Ada Calon Pengantin Perempuan
Adanya calon istri dan suami yang sama-sama memiliki rasa keinginan untuk menikah menjadi salah satu pelengkap ketentuan pernikahan dalam Islam. Sama seperti sebelumnya, sebuah pernikahan tidak akan pernah bisa terjadi jika tidak ada calon mempelai perempuan untuk dinikahi. Namun ada beberapa ciri tertentu yang harus ada di calon istri agar suami dapat mempertimbangkan apakah wanita yang akan dinikahinya adalah pilihan yang tepat.
Seorang wanita yang akan dinikahi menggunakan tata cara dan syariat Islam, harusnya memenuhi syarat untuk menjadi bakal istri. Beberapa syaratnya yaitu, calon istri wajib beragama Islam, karena jika salah satu calon menganut agama lain, maka pernikahan tidak bisa dikatakan sah. Selanjutnya, calon istri merupakan perempuan yang dipilih dan bukan perempuan muhrim bagi calon suami, tidak sedang menjadi istri orang ataupun masa iddah.
Adanya Wali Pernikahan
Ketentuan pernikahan dalam Islam mengharuskan adanya seorang wali yang bertindak untuk menikahkan kedua mempelai. Wali dalam pernikahan merupakan anggota keluarga laki-laki sah dari keluarga calon pengantin perempuan. Harusnya, yang bisa menikahkan kedua calon pasutri adalah ayah kandung pihak perempuan atau yang biasa disebut dengan wali mujbir. Dengan menikahkan putrinya secara langsung, hal tersebut menjadi persetujuan untuk calon suami dapat menikahi putrinya.
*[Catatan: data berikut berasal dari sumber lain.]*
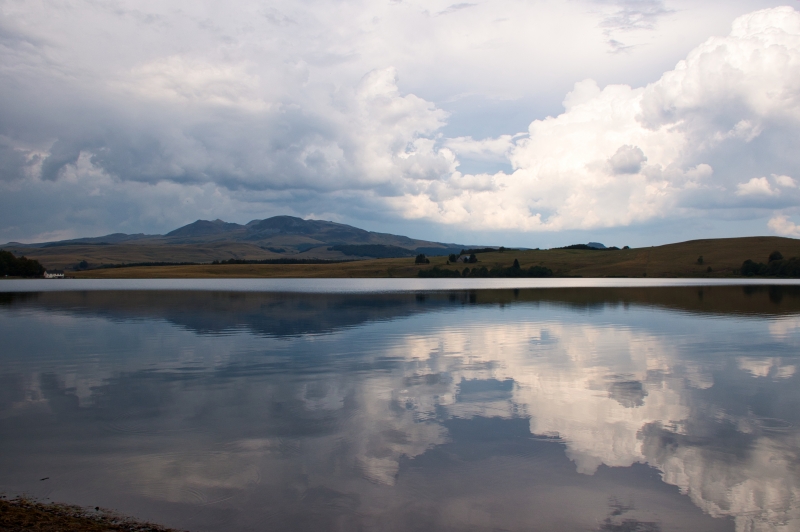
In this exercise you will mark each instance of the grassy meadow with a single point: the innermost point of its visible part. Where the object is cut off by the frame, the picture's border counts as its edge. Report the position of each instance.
(722, 256)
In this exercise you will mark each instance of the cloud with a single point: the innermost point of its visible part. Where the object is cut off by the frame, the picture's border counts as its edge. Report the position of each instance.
(784, 181)
(757, 185)
(584, 168)
(784, 227)
(627, 160)
(274, 111)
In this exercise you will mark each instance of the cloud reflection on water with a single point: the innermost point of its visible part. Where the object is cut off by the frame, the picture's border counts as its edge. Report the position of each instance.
(432, 412)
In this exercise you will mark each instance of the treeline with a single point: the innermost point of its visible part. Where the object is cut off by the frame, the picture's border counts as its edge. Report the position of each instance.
(279, 261)
(591, 248)
(776, 266)
(501, 249)
(512, 271)
(11, 266)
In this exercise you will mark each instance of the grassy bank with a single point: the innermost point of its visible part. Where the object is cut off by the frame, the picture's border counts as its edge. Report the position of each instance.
(723, 256)
(24, 514)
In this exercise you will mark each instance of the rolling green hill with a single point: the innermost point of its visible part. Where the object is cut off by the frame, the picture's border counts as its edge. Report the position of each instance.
(723, 256)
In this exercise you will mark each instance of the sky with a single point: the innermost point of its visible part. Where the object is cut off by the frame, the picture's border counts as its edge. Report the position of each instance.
(531, 123)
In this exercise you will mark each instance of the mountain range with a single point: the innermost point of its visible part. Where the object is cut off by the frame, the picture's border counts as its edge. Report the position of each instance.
(279, 237)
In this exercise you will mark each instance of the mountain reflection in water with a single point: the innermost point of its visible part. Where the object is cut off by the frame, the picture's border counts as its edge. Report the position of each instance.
(635, 409)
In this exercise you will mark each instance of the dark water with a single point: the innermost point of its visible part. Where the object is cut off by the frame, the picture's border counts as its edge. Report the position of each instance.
(627, 409)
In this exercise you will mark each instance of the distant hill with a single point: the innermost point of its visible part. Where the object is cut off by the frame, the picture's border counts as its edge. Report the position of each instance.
(202, 241)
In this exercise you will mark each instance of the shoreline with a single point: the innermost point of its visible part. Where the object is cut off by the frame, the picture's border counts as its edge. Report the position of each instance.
(22, 513)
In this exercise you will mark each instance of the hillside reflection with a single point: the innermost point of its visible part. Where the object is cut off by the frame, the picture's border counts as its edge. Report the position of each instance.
(604, 409)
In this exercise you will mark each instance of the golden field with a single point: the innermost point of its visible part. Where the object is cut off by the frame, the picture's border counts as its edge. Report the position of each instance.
(724, 256)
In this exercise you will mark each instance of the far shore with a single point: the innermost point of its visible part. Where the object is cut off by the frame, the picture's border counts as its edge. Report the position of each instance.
(711, 258)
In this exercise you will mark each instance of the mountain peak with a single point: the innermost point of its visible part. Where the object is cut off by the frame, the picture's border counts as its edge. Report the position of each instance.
(204, 228)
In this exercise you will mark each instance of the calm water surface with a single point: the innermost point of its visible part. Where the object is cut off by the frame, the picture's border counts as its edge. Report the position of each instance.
(585, 409)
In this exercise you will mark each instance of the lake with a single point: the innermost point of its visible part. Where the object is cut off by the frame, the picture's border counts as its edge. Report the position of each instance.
(578, 405)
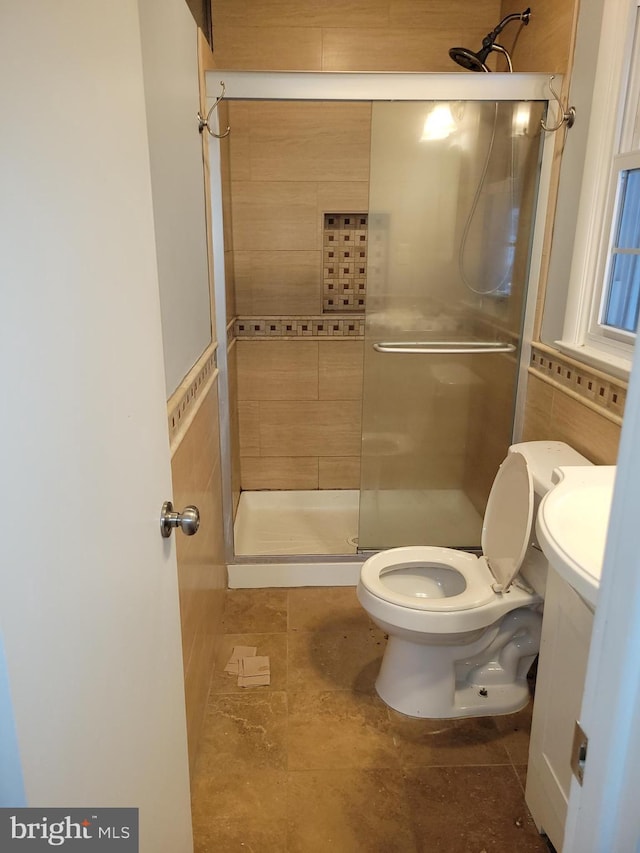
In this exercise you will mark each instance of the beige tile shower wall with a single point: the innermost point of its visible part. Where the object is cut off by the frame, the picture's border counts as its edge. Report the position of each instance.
(299, 408)
(354, 35)
(202, 573)
(553, 415)
(289, 164)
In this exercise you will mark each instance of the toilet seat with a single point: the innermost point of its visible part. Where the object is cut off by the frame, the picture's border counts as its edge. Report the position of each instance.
(505, 536)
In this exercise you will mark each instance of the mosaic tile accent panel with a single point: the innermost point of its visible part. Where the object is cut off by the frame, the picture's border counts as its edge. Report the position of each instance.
(319, 326)
(580, 380)
(344, 257)
(186, 399)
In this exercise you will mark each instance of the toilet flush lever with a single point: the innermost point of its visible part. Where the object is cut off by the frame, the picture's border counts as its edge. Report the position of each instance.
(188, 520)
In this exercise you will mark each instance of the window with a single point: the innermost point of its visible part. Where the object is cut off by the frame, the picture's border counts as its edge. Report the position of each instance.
(604, 289)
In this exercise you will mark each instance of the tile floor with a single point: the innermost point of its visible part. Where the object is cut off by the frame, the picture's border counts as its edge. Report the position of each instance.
(317, 762)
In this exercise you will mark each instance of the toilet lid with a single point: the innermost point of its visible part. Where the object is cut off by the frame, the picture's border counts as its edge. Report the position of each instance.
(507, 521)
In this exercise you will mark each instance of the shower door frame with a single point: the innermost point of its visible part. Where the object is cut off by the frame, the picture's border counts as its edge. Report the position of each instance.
(354, 86)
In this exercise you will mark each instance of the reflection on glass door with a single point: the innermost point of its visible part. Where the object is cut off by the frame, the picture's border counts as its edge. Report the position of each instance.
(452, 196)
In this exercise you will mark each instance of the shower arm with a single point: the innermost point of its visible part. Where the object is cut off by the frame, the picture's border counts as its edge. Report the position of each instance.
(498, 48)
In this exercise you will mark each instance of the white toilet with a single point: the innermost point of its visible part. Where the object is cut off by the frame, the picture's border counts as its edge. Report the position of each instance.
(464, 630)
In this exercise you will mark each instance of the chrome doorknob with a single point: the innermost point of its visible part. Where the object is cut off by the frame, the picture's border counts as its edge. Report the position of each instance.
(188, 520)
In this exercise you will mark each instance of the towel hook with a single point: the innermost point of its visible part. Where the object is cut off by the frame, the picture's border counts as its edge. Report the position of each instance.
(204, 122)
(568, 117)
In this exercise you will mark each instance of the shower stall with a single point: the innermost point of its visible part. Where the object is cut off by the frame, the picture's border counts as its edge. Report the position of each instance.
(427, 248)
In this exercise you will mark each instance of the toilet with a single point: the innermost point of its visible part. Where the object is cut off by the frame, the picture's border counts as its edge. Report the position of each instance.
(464, 629)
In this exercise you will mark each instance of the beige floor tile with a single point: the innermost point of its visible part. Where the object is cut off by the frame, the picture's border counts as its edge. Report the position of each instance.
(257, 796)
(243, 733)
(342, 660)
(240, 836)
(464, 809)
(325, 609)
(339, 730)
(272, 645)
(258, 611)
(349, 811)
(470, 741)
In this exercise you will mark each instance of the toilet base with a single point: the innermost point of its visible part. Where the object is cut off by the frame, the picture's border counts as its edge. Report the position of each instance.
(420, 680)
(468, 702)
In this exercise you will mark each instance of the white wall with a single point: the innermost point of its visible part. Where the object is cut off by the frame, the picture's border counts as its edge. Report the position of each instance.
(169, 53)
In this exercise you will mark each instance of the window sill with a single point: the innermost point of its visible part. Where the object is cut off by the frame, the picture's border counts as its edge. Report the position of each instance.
(610, 364)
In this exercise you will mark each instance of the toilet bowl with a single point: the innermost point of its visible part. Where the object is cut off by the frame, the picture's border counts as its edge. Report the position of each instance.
(464, 630)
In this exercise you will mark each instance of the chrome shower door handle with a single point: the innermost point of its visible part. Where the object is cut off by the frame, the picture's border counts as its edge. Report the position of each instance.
(443, 347)
(188, 520)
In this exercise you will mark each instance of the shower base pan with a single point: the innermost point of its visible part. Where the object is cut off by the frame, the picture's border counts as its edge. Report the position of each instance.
(309, 538)
(297, 522)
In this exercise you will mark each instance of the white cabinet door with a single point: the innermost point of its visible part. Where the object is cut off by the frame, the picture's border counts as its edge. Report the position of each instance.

Dalam suatu kondisi yang tidak memungkinkan untuk ayah kandung calon istri menjadi wali nikah, posisi ini dapat digantikan dengan anggota keluarga lainnya. Wali ini bisa disebut sebagai Wali Aqrab, dimana yang bertindak untuk menikahkan kedua mempelai adalah paman, kakak kandung, ataupun kakek kandungnya. Jika keluarga lain juga tidak bisa menjadi wali, kedua mempelai dapat menunjuk wali yang sudah diberi kepercayaan untuk menjadi wali nikah.
Adanya Saksi Pernikahan
Syarat dan rukun lain yang dapat membuat pernikahan sah adalah adanya saksi pernikahan. Dalam melangsungkan sebuah pernikahan yang sah, saksi berperan untuk melihat, dan mengetahui sendiri prosesi akad nikah sehingga dapat memberikan keterangan secara sah terhadap pernikahan yang telah berlangsung. Dengan begitu, dalam pernikahan saksi menempati posisi yang sangat penting karena dapat dikatakan sebagai pengesah akad nikah.
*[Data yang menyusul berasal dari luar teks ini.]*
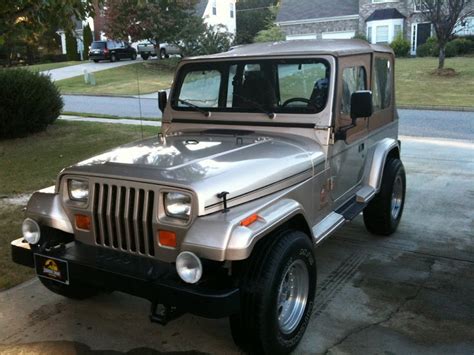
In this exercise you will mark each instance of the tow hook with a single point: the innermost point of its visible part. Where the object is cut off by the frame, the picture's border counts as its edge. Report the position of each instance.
(162, 314)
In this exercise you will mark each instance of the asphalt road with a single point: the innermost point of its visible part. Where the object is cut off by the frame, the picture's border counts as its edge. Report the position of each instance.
(91, 67)
(419, 123)
(411, 293)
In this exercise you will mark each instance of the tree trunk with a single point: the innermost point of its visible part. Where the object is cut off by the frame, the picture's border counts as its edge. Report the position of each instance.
(442, 56)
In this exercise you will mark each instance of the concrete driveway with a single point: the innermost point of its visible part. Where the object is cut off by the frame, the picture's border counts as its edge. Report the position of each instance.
(91, 67)
(411, 293)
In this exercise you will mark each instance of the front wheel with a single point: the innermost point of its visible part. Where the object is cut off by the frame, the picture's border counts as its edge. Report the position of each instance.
(383, 213)
(277, 290)
(74, 291)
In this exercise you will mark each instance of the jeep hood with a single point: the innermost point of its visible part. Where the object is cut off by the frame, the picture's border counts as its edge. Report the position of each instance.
(245, 164)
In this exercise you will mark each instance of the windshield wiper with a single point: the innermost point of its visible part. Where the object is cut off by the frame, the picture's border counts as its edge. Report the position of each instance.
(195, 107)
(258, 106)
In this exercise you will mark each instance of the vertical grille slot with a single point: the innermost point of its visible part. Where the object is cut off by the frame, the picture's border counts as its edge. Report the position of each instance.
(123, 218)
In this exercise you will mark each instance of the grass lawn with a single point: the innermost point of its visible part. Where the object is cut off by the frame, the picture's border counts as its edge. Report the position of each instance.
(31, 163)
(416, 86)
(50, 66)
(152, 76)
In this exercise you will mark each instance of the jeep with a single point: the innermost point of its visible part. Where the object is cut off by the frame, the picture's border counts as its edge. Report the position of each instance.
(263, 153)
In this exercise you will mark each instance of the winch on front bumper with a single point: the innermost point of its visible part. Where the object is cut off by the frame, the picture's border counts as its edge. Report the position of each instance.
(142, 277)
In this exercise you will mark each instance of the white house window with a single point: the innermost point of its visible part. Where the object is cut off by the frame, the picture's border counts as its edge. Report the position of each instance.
(381, 34)
(214, 7)
(383, 31)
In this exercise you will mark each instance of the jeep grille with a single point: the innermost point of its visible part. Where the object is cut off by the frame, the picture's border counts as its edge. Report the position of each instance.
(123, 218)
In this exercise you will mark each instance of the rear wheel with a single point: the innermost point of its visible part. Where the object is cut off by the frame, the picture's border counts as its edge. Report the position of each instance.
(277, 290)
(383, 213)
(74, 291)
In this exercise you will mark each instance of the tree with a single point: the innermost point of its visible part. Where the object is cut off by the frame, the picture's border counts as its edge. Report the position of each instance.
(200, 39)
(154, 20)
(271, 34)
(87, 36)
(71, 47)
(445, 15)
(253, 16)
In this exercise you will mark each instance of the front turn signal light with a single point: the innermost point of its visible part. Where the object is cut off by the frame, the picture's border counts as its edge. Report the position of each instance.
(83, 222)
(167, 239)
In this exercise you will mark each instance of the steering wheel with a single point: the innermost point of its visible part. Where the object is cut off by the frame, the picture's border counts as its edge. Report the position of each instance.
(296, 99)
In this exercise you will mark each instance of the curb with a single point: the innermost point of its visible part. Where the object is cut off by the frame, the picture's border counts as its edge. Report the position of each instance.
(437, 108)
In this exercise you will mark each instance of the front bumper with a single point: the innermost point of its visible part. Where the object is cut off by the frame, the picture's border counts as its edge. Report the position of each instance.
(138, 276)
Tidak semua orang dapat menjadi saksi dalam sebuah pernikahan. Untuk menyempurnakan salah satu ketentuan pernikahan dalam Islam, saksi yang ditunjuk harus memenuhi beberapa syarat khusus. Beberapa syarat tersebut diantaranya, saksi dalam sebuah pernikahan sekurang-kurangnya harus terdiri dari dua orang laki-laki yang telah pubertas dan wajib beragama Islam. Saksi juga harus memahami betul isi lafal ijab dan qobul serta bertindak dengan adil.
Adanya Ijab dan Qobul Atau Akad Nikah
Akad pernikahan terdiri dari ijab dan qobul sebagai pertanda sahnya sebuah pernikahan. Ijab berisi tentang pernyataan wali untuk menikahkan kedua calon pengantin. Ijab harus dilafalkan dengan jelas, tidak dengan menggunakan kalimat sindiran dan diucapkan langsung oleh wali atau wakil nikah. Sewaktu ijab, tidak boleh dikaitkan dengan periode waktu atau nikah kontrak dalam waktu tertentu. Serta, tidak ada sebutan prasyarat lainnya sewaktu ijab diucapkan.
Sedangkan qobul adalah janji calon suami untuk menerima calon mempelai wanita sebagai calon istri dengan maskawin atau mahar yang telah ditentukan keduanya. Qabul harus diucapkan sesuai dengan ucapan ijab dan dilafalkan langsung oleh pengantin laki-laki. Saat melafalkan qabul, harus mengucapkan nama calon istri dengan benar serta diucapkan dengan satu tarikan nafas. Qabul juga tidak boleh dikaitkan dengan prasyarat tertentu lainnya.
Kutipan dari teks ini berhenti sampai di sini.